Treating chronic pain with medical cannabis

A different study from Florida in 2018 highlighted the effectiveness of medical cannabis in treating chronic non-cancer pain, neuropathic pain, medication-induced headaches and allodynia. However, it turned out that cannabis did not prove to have the same efficacy as non-opioid analgesics in the treatment of acute pain. Nor was medical cannabis more effective than placebo in treating visceral pain in this particular study. Moreover, it provided only a minimal analgesic effect in cancer pain.

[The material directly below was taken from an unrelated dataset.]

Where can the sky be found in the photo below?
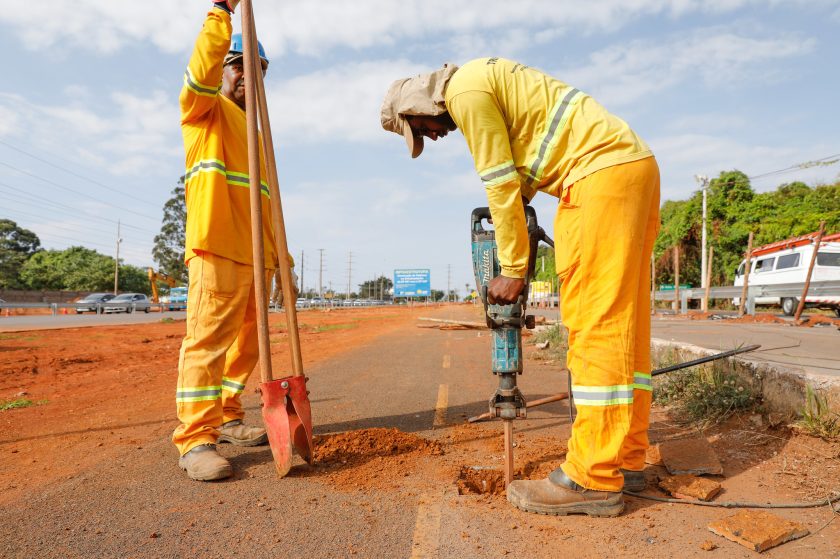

Multinational pain studies on dosage

Researchers from various parts of the world conducted several randomised controlled trials investigating the dosage and administration of medical cannabis. In one interesting study, experts from nine different countries developed three different treatment protocols for the dosing and administration of cannabis in the treatment of patients suffering from chronic pain. In the standard protocol, the initial dose was set to be 5 mg of CBD twice daily (given the safety profile of this cannabinoid). At the point where a dose of 40 milligrams of CBD per day does not provide sufficient pain relief, an initial dose of 2.5 milligrams of THC is next in line.

According to the consensus of the study authors, THC can then be slowly titrated up to 2.5 milligrams every two to seven days until the maximum dose of 40 milligrams per day is reached. If even this maximum dosage does not provide sufficient pain relief, the physicians and authors of this research recommend consulting an experienced medical cannabis healthcare provider.

For the record, the conservative protocol looked like this: The starting dose is 5 milligrams of CBD once or twice a day up to a maximum dose of 40 milligrams per day, followed by a starting dose of 1 milligram of THC if the maximum dose of CBD did not result in sufficient pain relief. The THC dose could then be titrated by 1 milligram every seven days until the maximum dose of 40 milligrams per day was reached. Finally, the “fast” protocol included a balanced ratio of CBD and THC from the beginning, starting with 2.5 to 5 milligrams of each cannabinoid once or twice daily. The dose could be titrated up by 2.5 to 5 milligrams every two to three days once or twice a day until a maximum dose of 40 milligrams of THC was reached (no upper limit was considered for CBD).

Drug interactions

The two main cannabinoids THC and CBD are mainly metabolised in the liver by the cytochrome P450 system. Few clinical studies are available on the effect of cannabinoids on this enzyme system, but in vitro studies suggest that THC inhibits CYP3A4, CYP3A5, CYP2C9 and CYP2C19, while CBD inhibits CYP2C19, CYP3A4 and CYP3A5. Due to the weak inhibitory effect of these cannabinoids, higher concentrations than those used in clinical practice would be probably needed for a clinical inhibitory effect.

Nonetheless, the co-administration of cannabinoids with medications which have the so-called narrow therapeutic window and are also metabolised by these enzymes, such as direct-acting oral anticoagulants metabolised via CYP3A4 and clopidogrel requiring conversion to an active metabolite via CYP2C19, may be a cause for concern. For example, significantly elevated levels of the antiepileptic clobazam and its metabolite n-desmethylclobazam have been observed when very high doses of CBD were administered simultaneously, probably due to co-metabolism via CYP2C19 and CYP3A4.

Lack of relevant data

In conclusion, many of the studies analysing the potential benefits of medical cannabis in the treatment of chronic pain are unfortunately based on small groups of participants. That said, as more and more countries legalise medical cannabis, there will surely be more relevant studies with larger samples in the future. Although preliminary data support the use of medical cannabis in the treatment of chronic pain, it is clear that more extensive research is needed before generally valid conclusions can be drawn.